Now 13 years into a trophy drought and without tangible European success for the best part of three decades, Sunday's League Cup final represents a pivotal moment for Spurs.
Fallout from the short-lived yet controversial ESL proposal offered a useful distraction for them to jettison Jose Mourinho in favour of caretaker Ryan Mason.
Yet the English Premier League's youngest-ever manager epitomises the "one of our own" mantra at the Tottenham Hotspur Stadium, having grown up in the same postcode as their training ground and risen through the ranks until a brutal head injury curtailed his playing career at 26.
What Mason lacks in frontline managerial experience, he more than makes up for with a fresh perspective that helped a Spurs squad eroded by Mourinho's personal war of attrition seal a 2-1 win over Southampton yesterday morning (Singapore time).
Gareth Bale was quick to credit the 29-year-old for an inspired team talk and solving "positional issues" which led to the hosts heading into the half-time break a goal behind.
Instilling a genuine siege mentality proved impossible during Mourinho's ill-fitting 17-month tenure, but is imperative if Spurs are to succeed in the battle for a Champions League place and go toe-to-toe with Manchester City at Wembley.
Both teams' hard-fought victories ahead of their upcoming meeting serve as a rare palette cleanser in what has been a bruising week for the Beautiful Game.
Forget for a second the fact that City and Spurs went along with the ESL plot, which one of their EPL peers had condemned as an act of "preposterous arrogance".
The jury has yet to return a verdict on their misdeeds as part of the Big Six, who along with their continental conspirators, brazenly tried to destroy the game from within.
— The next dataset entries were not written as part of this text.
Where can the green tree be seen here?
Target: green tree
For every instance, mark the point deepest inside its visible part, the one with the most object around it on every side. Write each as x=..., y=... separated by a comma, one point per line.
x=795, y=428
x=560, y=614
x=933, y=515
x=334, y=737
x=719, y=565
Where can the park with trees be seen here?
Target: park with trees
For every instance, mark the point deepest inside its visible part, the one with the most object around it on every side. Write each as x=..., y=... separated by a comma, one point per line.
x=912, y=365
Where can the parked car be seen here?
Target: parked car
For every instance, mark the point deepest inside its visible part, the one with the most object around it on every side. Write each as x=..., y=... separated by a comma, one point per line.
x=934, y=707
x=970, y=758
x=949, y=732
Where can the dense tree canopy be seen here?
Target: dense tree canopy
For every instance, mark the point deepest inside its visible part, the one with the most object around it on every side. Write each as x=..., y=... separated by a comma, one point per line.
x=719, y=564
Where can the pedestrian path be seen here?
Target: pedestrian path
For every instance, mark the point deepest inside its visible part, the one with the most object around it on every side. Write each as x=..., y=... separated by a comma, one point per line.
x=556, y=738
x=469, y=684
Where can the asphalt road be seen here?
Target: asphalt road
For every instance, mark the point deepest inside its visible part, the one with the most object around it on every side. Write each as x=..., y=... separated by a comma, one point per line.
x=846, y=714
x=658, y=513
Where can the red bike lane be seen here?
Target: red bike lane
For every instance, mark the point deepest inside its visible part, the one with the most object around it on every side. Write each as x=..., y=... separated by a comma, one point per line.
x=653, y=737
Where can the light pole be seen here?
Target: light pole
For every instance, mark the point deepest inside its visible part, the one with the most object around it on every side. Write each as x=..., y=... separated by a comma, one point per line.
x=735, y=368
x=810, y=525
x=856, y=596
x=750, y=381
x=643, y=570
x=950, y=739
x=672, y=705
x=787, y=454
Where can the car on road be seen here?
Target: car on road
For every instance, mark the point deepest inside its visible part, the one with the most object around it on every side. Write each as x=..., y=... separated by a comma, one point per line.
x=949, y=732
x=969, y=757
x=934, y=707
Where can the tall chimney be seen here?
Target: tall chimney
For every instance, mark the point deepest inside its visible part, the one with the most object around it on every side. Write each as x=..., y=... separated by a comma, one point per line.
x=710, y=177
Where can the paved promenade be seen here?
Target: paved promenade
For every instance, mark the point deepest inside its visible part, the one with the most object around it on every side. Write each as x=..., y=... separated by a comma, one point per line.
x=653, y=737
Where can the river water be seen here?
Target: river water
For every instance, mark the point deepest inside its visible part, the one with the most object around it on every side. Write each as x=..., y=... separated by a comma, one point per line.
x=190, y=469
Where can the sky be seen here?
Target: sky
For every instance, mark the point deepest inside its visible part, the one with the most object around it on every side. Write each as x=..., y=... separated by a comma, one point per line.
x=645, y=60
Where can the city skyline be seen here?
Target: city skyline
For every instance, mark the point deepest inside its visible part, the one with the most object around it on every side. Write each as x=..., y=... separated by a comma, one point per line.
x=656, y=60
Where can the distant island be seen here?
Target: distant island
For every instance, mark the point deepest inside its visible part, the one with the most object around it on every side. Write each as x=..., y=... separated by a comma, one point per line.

City's move to within eight points of a third EPL title in four years, equally, may be proof that little has changed in the game's established order, despite the recent shenanigans.
But Phil Foden's breakout season offers a timely reminder of football's genuine purity.
Like Mason, the England international embodies everything that many connected to Pep Guardiola's side and the sport hold dear - a local boy made good who can grace the biggest stages with a fearlessness which greatly belies his tender years.
Foden's willingness to be involved in every possible pattern of play was evident as City overcame Aston Villa 2-1 yesterday morning.
But he is not the first homegrown talent that they have been fortunate to have at their disposal.
He has merely usurped someone who will be closer to home on Sunday.
It was barely two years ago that Raheem Sterling became the king of Wembley, his childhood haunt, as the champions-elect swatted Watford aside 6-0 in the 2019 FA Cup final.
He bagged two of City's six goals against their erstwhile top-flight counterparts.
Sterling's latest visit to the national stadium he gazed in awe at daily as a kid, however, is overshadowed by a nine-game barren streak where favour is in as short supply as form.
Preserving damaged reputations is at stake for several parties beneath Wembley's arch.